Младший братец Федя был всегда радостью для всех членов семьи, предметом любви и заботы. Однажды Ривва Борисовна стала (конечно, в шутку) просить у четырехлетней Любочки подарить ей братца. Она долго, серьёзно и убедительно говорила:

- Любочка, зачем вам Феденька? Он плачет, по ночам вам спать не даёт, много времени отнимает у мамы... Отдай его мне!

- Нам самим Федя нужен, - твёрдо ответила крошка.

- Нет, скажи - зачем вам Федя? У папы с мамой и без него четверо ребят, - не унималась Ривва Борисовна.

- Мы его себе выродили, значит - нужен! - отрезала Любочка. - Не отдадим.

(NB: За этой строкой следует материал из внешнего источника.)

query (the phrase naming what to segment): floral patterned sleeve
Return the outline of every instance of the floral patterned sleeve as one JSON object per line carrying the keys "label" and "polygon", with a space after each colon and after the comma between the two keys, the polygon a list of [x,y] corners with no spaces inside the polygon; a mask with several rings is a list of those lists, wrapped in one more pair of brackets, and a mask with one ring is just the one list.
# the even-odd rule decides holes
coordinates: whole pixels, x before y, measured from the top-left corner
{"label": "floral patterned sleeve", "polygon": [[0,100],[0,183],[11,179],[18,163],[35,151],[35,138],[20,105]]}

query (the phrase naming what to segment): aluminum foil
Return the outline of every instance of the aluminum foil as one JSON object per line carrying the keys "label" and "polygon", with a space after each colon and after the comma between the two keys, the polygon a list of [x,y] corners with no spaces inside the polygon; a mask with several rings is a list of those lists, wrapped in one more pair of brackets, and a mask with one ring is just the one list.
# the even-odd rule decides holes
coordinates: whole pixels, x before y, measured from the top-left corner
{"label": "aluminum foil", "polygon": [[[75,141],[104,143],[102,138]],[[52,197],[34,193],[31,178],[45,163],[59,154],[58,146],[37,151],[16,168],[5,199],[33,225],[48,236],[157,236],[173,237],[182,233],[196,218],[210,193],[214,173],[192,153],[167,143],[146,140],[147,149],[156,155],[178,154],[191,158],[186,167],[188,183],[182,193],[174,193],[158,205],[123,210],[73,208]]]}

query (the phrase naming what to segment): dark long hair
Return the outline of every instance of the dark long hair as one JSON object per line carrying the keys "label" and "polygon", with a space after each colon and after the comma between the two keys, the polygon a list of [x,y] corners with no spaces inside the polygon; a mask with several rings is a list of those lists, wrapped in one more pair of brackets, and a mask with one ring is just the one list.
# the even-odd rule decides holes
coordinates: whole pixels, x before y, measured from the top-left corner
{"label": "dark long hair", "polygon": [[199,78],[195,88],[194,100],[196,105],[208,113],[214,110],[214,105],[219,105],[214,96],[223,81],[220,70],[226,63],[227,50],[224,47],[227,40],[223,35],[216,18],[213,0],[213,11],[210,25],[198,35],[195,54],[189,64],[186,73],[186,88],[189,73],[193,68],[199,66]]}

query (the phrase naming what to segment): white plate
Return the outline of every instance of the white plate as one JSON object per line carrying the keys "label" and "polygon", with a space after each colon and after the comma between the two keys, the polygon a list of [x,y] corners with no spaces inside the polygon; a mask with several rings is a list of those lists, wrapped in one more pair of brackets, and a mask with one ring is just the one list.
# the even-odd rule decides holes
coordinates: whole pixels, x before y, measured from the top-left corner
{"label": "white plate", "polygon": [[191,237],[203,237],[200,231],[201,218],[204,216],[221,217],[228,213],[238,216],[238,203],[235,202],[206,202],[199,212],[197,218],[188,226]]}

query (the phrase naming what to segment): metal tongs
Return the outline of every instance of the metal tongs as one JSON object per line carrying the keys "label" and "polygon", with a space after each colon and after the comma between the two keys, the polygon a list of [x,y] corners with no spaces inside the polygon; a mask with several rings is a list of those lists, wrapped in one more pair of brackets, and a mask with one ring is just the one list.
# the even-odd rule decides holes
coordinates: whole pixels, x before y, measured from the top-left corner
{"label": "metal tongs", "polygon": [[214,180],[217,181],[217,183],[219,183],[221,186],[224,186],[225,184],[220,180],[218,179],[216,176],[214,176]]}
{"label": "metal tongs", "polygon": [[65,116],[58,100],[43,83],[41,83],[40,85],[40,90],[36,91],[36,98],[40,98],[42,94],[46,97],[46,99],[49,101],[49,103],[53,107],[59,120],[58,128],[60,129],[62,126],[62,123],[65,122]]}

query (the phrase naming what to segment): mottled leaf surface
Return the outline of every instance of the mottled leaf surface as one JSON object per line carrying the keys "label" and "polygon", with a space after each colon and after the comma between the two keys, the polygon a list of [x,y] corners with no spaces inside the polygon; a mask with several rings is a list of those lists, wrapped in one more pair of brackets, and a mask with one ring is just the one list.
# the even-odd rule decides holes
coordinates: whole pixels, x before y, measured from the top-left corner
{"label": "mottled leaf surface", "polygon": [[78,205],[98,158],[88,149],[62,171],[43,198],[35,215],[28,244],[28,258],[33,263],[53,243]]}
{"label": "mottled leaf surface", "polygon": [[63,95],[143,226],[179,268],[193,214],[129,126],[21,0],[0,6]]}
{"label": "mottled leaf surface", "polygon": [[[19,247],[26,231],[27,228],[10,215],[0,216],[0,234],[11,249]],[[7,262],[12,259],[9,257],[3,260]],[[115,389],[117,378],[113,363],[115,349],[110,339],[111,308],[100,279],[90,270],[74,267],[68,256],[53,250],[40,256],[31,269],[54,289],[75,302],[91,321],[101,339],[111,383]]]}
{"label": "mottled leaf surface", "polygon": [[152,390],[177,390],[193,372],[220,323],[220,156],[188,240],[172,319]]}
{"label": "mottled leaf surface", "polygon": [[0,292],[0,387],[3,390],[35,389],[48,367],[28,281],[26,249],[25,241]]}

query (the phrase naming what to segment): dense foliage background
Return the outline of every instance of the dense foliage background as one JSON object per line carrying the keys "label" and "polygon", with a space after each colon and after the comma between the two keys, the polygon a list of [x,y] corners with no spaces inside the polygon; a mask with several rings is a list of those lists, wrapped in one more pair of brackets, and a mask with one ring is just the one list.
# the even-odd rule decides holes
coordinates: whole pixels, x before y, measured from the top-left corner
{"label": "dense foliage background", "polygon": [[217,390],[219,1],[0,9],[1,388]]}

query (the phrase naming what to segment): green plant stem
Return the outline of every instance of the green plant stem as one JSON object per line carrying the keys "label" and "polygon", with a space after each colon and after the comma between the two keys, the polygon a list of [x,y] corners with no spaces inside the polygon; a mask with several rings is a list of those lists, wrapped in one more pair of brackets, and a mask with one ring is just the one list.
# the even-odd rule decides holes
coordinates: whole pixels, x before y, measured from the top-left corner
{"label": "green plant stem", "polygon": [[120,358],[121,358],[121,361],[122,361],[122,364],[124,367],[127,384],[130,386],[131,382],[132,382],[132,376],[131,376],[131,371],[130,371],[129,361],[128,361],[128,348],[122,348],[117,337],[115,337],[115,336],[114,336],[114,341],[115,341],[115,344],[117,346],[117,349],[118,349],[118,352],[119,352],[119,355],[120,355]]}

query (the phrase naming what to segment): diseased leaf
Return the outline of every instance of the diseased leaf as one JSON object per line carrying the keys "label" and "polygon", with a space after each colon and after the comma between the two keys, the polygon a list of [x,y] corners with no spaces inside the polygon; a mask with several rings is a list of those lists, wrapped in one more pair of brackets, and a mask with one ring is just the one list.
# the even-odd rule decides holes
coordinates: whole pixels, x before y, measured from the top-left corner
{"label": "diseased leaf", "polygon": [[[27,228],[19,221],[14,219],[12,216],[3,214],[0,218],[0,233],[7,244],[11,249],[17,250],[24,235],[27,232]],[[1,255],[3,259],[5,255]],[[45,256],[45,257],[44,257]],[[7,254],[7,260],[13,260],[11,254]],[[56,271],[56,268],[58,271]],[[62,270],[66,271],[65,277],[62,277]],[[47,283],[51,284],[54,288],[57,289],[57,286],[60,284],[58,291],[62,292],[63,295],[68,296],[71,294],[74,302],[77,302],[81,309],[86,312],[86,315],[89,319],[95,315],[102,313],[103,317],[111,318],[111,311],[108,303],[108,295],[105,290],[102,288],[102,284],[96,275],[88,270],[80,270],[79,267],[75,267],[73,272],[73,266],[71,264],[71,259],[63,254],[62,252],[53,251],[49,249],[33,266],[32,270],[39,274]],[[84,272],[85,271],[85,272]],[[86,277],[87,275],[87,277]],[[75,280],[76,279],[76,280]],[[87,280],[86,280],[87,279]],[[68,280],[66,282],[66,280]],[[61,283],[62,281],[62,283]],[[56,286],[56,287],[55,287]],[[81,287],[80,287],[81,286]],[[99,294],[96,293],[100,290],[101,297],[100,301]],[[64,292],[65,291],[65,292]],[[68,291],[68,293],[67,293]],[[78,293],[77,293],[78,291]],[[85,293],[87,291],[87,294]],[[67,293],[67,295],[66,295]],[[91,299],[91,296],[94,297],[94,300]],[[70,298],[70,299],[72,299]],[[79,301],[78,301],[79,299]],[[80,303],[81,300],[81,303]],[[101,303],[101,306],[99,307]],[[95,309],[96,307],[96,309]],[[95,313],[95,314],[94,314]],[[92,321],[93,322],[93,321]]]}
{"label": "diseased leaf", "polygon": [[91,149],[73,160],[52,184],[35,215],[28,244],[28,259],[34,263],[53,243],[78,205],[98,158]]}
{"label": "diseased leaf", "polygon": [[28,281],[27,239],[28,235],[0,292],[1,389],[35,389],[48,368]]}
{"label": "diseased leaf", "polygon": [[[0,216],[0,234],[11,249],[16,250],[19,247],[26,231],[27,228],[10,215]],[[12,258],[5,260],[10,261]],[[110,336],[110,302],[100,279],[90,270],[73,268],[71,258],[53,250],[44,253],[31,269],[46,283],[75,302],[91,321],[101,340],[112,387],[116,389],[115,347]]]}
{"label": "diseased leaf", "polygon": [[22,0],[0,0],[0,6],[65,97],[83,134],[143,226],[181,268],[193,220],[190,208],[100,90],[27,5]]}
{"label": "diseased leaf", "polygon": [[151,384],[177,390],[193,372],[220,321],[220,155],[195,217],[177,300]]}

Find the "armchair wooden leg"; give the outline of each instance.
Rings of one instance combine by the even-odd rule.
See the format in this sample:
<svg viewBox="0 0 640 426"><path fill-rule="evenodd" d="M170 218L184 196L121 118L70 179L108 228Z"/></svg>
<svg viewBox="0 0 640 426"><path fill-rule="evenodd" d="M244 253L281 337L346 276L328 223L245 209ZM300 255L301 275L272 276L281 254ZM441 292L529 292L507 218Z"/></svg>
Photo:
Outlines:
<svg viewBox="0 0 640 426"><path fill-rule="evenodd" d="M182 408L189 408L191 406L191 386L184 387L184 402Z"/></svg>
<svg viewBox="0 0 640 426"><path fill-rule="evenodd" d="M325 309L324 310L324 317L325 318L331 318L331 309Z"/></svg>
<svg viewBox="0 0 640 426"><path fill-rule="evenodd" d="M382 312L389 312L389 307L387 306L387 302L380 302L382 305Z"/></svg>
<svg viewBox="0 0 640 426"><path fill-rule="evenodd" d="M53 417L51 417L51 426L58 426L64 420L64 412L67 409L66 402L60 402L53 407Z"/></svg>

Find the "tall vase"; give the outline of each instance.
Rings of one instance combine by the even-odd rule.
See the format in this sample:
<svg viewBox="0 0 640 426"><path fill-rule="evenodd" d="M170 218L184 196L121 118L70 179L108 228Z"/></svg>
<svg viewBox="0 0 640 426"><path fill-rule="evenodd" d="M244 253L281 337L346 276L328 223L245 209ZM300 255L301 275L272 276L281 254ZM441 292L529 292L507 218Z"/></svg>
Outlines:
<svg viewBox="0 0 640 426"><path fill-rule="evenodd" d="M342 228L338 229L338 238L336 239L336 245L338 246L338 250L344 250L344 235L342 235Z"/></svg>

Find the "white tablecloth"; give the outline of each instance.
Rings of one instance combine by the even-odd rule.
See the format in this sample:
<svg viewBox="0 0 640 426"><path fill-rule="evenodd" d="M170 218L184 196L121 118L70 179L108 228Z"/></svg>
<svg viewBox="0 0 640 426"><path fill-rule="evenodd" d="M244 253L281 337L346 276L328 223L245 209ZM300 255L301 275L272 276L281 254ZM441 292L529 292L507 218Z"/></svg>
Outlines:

Да, дети на самом деле считали себя участниками в приобретении младшего братца. Сколько раз они слышали от отца слова: "Нагнись, подбери все сам, маме трудно". Уезжая, отец всегда говорил: "Помогайте маме, кто только чем может. Маму надо беречь, у неё ребёночек внутри", -и дети наперебой старались, не ожидая моих приказаний. "Отдохни, мамуля, мы сделаем это сами", - то и дело слышала я. А когда Федю принесли домой, то дети считали счастьем чем-нибудь ему послужить: подержать бутылочку, пока он сосёт, подержать головку ребёнка во время купания, снять с верёвки пелёночки и т. п. Когда в семь месяцев Федя сидел в своей кроватке, то старшим было поручено следить, чтобы он не упал, приподнимать малыша, обкладывать подушками, развлекать Федю своими играми. Однажды мальчики закричали мне сверху (кухня была внизу):

- Мама, Федя к тебе, видно, хочет, плачет. Соскучился он, не смотрит на наши игры, мы тебе его сейчас принесём!

- Нет, - говорю, - не несите, по лестнице вам опасно с Федей ходить: упадёте, уроните... Минут через двадцать я освобожусь от кухни и сама к вам поднимусь, позабавьте его пока чем-нибудь.

Слышу смех, грохот... А когда поднялась в детскую, то ахнула: одеяла на полу, а ребята - мокрые от пота.

- Мама, мы придумали забаву! Мы стали кувыркаться через голову. А Федюшка как увидит нас кверху ногами, так и заливается смехом. Смотри, мама!

- Вот и молодцы, - говорю, - теперь можно идти обедать. Только постели уберите, а то папа не любит беспорядка.

- А скоро он приедет? Ведь в четыре часа хотел.

- А вдруг раньше освободится? Уберитесь уж.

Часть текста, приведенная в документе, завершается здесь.